The testicles, the main responsible for the production of testosterone that acts on several organs such as muscles, skin, vocal cords, hair and hair, prostate, brain, stimulating sperm production, increased lean mass, a deeper voice, hair more dense distribution, characteristically male, hair loss in susceptible people, increased aggression, impulsiveness and libido, among others.

The ovaries, mainly responsible for the production of estradiol and progesterone, which act in various organs such as breast development, and body hair, in addition to regulating ovulation. They are active for a limited period of life, from puberty to menopause.

The adrenals are small glands located above the kidneys that act to produce cortisol – our stress response hormone, aldosterone  - Responsible for the regulation of sodium and potassium, testosterone and other hormones with androgenic action, adrenaline that regulates our autonomic nervous system – heart rate, breathing, digestion, among others.

The pancreas: responsible for the production of insulin, our anabolic hormone, responsible for introducing glucose into the cells enabling its use as our main source of energy. It also produces glucagon which stimulates the release of blood sugar from the liver.  The pancreas also produces digestive enzymes (which are not hormones) and releases them directly into the digestive system.  Amylase digests carbohydrates, lipase digests fat, and trypsin digests protein. The pancreas also secretes large amounts of sodium bicarbonate, which protects the duodenum by neutralizing the acid that comes from the stomach.

Adipose tissue: our most recently studied endocrine organ responsible for the production of adipokines.
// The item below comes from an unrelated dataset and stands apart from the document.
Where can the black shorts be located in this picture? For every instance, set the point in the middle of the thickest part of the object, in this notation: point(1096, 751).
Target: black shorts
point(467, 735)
Among the main adipokines secreted by adipose tissue, the following stand out:

  - Adiponectin: has an influence on insulin sensitization and antiatherogenic properties; and is reduced in obesity.

- Estrogens: responsible for converting testosterone into estradiol and androstenedione into estrone, both in men and women.

  - Angiotensinogen: acts as a precursor of angiotensin II, regulating blood pressure and influencing adiposity;

- Interleukin 6: acts as a mediator of the inflammatory process and influences lipid metabolism;

  - Leptin: has a brain signaling effect on body fat storage, in addition to influencing insulin sensitization, appetite regulation and energy expenditure;

  - Plasminogen activator inhibitor I: acts as a potent inhibitor of the fibrinolysis system; - Resistin: influences the development of insulin resistance through increased hepatic gluconeogenesis;

  - Tumor necrosis factor: interferes with insulin signaling and a possible cause of insulin resistance in obesity.

Therefore, the endrocrinologist is the physician responsible for the diagnosis and treatment of various diseases, such as:

  diabetes mellitus (blood glucose control)

  diabetes insipidus (ADH deficiency and excessive urine leading to severe dehydration)

  hyperprolactinemia (milk production from the breasts outside the breastfeeding period of the baby)

adrenal insufficiency (with excessive weakness,  by corticosteroid deficiency)

  cushing (excess of corticosteroids - with weight gain, large stretch marks on the skin)

Puberty and growth: by the action of sex hormones and GH

Osteoporosis and other bone diseases such as Paget's disease of bone, rickets and osteomalacia, osteogenesis imperfecta, among others.

Hyperthyroidism and hypothyroidism: changes in thyroid hormone production

Thyroid nodules and tumors

Hyperparathyroidism and hypoparathyroidism: alterations in the production of parathyroid hormones.